Elderly homeless women armed with duck tape contrast with biologically mutated axe welding blue babies, to fork throwing criminals on Staten Island to military machines armed with giant booting abilities, and as a result, the most comparable thing to this game in this genre, for a unique tone which keeps wrong footing you with its next level, is Denjin Maki 2: Guardians (1995), a true compliment as one of the most surreal of the beat-em-up genre's existence, in good ways as well as bringing in such a unique tone and mood to match these designs. Unlike that game, this is simpler for a beat-em-up, not as elaborate with its combat controls if with more attack buttons to work with, and instead what is more idiosyncratic for Three Dirty Dwarves is in its systems, even when a health bar in some form is added in higher difficulties, and even in terms of the tangents in genre. Like Mr. Bones was, there are some left field turns which are clearly trademarks of E. Ettore Annunziata as much as Appaloosa Interactive looking at this genre and presenting their own takes. Even in terms of the beat-em-up levels, the boss battles (which are their own levels) have their own weirdness, including one player only sections, such as the aforementioned fight against an actual gym building, throwing protein shake at you and walking about on human feet, or the fight with the dragon, which begins by riding a wrecking ball into the screen to destroy the building it is hiding within before the conflict starts proper. For a game this short in scale, in mind to the longer games being generated for consoles at the time, it is a wild journey worth the one hour or so, where even hitching into a truck to reach a destination is its own level for a tangent.

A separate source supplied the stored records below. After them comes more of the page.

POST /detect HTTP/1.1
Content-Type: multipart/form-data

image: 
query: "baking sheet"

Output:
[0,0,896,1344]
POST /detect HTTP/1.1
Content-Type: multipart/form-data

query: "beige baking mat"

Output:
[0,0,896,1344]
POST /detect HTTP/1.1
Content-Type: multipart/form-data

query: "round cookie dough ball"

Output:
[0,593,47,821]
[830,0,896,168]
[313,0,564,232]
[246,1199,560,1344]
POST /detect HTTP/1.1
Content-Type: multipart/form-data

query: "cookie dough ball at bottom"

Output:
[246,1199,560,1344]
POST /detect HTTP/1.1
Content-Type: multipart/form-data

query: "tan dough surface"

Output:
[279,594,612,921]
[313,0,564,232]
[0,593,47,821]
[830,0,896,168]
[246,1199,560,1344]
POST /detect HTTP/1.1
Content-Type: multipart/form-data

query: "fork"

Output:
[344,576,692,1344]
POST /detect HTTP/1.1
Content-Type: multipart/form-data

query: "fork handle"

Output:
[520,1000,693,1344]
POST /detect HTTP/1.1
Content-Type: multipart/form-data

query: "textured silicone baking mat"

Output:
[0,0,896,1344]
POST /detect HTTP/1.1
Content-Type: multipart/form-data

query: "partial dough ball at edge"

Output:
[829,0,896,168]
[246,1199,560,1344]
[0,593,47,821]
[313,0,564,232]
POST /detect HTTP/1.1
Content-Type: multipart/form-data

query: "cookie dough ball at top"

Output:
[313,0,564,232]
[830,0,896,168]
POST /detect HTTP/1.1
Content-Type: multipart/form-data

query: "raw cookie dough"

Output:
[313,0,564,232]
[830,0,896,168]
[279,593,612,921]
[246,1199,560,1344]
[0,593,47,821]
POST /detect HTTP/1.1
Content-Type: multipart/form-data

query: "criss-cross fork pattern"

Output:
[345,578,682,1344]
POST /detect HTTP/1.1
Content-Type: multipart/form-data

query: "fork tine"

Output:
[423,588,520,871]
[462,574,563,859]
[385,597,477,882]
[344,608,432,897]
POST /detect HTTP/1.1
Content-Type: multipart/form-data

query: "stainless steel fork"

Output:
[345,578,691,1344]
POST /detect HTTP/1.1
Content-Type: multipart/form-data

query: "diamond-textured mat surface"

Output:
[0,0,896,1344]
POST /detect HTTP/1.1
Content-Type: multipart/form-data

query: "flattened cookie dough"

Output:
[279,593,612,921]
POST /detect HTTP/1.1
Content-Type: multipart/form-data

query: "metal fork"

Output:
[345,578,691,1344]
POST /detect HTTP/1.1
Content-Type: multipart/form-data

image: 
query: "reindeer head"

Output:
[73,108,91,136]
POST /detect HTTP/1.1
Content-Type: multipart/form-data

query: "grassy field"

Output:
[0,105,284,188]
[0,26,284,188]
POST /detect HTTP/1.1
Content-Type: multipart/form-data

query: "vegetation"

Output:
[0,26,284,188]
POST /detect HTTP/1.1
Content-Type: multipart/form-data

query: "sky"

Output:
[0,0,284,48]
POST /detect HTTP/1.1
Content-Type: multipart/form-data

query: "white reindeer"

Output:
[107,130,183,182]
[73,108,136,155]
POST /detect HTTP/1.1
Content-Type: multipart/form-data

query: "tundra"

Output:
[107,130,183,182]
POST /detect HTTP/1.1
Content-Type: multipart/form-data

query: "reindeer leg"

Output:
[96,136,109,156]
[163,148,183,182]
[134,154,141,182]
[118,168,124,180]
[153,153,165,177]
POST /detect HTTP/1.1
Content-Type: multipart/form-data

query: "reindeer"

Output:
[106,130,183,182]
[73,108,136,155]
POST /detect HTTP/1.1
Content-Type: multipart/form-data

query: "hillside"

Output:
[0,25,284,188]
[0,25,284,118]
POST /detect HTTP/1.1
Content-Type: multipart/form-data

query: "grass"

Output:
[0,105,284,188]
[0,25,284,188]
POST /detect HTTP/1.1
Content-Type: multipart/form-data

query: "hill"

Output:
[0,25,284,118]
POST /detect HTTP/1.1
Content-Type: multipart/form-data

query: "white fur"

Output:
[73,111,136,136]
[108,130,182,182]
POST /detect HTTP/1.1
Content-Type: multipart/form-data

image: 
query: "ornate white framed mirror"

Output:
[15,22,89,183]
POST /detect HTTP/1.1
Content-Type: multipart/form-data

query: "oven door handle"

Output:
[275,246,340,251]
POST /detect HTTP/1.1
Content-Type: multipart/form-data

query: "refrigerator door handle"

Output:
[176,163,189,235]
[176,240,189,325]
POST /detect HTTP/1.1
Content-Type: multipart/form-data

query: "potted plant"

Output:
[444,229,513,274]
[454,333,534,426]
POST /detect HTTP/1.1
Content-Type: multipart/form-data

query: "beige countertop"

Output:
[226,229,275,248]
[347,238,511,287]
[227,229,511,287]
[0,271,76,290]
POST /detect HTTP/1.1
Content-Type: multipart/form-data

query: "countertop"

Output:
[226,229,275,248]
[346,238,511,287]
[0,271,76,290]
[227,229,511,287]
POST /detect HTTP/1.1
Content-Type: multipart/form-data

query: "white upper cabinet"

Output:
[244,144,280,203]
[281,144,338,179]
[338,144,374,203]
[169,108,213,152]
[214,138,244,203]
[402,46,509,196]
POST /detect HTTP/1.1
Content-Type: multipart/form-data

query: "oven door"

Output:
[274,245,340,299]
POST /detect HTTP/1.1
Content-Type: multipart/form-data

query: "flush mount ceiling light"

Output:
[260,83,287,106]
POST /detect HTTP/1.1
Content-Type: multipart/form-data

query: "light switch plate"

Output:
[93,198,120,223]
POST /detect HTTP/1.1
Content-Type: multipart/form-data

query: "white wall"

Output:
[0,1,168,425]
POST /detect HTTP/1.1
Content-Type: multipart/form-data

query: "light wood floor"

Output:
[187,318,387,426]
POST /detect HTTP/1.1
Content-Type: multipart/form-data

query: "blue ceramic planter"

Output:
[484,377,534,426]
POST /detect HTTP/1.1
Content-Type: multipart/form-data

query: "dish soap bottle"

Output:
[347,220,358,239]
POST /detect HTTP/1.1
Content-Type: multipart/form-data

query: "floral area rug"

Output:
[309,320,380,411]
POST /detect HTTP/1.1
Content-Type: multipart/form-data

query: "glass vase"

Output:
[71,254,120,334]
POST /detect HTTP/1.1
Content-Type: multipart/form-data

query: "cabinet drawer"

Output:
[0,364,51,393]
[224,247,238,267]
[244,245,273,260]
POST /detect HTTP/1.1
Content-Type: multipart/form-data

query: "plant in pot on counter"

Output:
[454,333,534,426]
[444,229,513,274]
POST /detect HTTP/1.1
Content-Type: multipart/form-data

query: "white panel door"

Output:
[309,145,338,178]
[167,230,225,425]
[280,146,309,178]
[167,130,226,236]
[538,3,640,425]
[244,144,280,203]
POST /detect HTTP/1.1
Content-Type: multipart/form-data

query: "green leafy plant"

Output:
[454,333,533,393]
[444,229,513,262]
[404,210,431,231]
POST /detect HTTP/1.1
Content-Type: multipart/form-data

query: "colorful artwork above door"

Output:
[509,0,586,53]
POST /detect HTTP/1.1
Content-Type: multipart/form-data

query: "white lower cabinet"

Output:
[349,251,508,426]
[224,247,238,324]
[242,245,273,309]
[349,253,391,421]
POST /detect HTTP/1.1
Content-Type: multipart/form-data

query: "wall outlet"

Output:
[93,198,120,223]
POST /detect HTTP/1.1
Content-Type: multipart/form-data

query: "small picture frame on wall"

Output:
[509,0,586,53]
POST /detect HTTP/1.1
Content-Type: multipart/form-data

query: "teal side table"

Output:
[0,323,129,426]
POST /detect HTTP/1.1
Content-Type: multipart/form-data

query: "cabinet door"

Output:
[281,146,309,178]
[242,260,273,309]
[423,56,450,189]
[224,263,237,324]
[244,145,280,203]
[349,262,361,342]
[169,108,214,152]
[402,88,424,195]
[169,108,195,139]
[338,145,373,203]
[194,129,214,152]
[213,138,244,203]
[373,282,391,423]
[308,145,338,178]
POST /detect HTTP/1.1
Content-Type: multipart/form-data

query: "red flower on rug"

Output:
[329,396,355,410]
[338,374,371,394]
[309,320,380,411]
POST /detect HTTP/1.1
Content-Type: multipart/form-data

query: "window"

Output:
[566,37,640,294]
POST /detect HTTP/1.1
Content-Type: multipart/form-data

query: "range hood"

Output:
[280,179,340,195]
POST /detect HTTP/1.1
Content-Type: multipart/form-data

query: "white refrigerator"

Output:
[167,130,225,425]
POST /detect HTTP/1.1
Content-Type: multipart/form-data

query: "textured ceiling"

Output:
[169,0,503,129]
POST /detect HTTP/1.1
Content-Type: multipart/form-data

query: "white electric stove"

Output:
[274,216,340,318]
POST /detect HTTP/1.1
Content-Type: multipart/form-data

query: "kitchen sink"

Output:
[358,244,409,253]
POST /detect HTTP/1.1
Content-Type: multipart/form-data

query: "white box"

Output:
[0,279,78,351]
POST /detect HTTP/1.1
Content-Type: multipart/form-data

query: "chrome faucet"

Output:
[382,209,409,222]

The presentation helps so much. The animation, the few that are here, feel like the creation, even in digitized FMV, of people who honed their craft over the decades before in animated productions outside of videogames, whilst yet befitting this perverse take on Americana which feels like a twisted animated cartoon I might have seen growing up in the nineties. The music by András Magyari, Attila Dobos and Attila Héger as well is gleefully quirky, adding a spin to this distorted world where, from the Bronx to a military base, everything feels off and dirty in a way that is somehow still cartoonish. The game sadly become one of the rare titles for the Sega Saturn, which is sadly neither surprising as this was always going to be a cult game on a console, the Saturn, where the idiosyncratic titles would become rare even if it was losing the console war in the West. In 1996 alone, Super Mario 64 was released, as was Crash Bandicoot, and Tomb Rider and the original Resident Evil, whilst one of the few exceptions of an idiosyncratic game which got heavy promotion in this year was NiGHTS into Dreams..., which had a huge weight of expectation behind it as a Sonic Team title and a killer app for the Saturn itself. This was always going to be among the quirky titles which get stuck as "cult" titles even if they never get released again. This did get a PC port, but it has become one of the curiosities and underrated pieces from a console where a lot of its most fascinating games have become rarer to acquire. A shame as this maligned title is truly unique and brimming is a magic to its nature.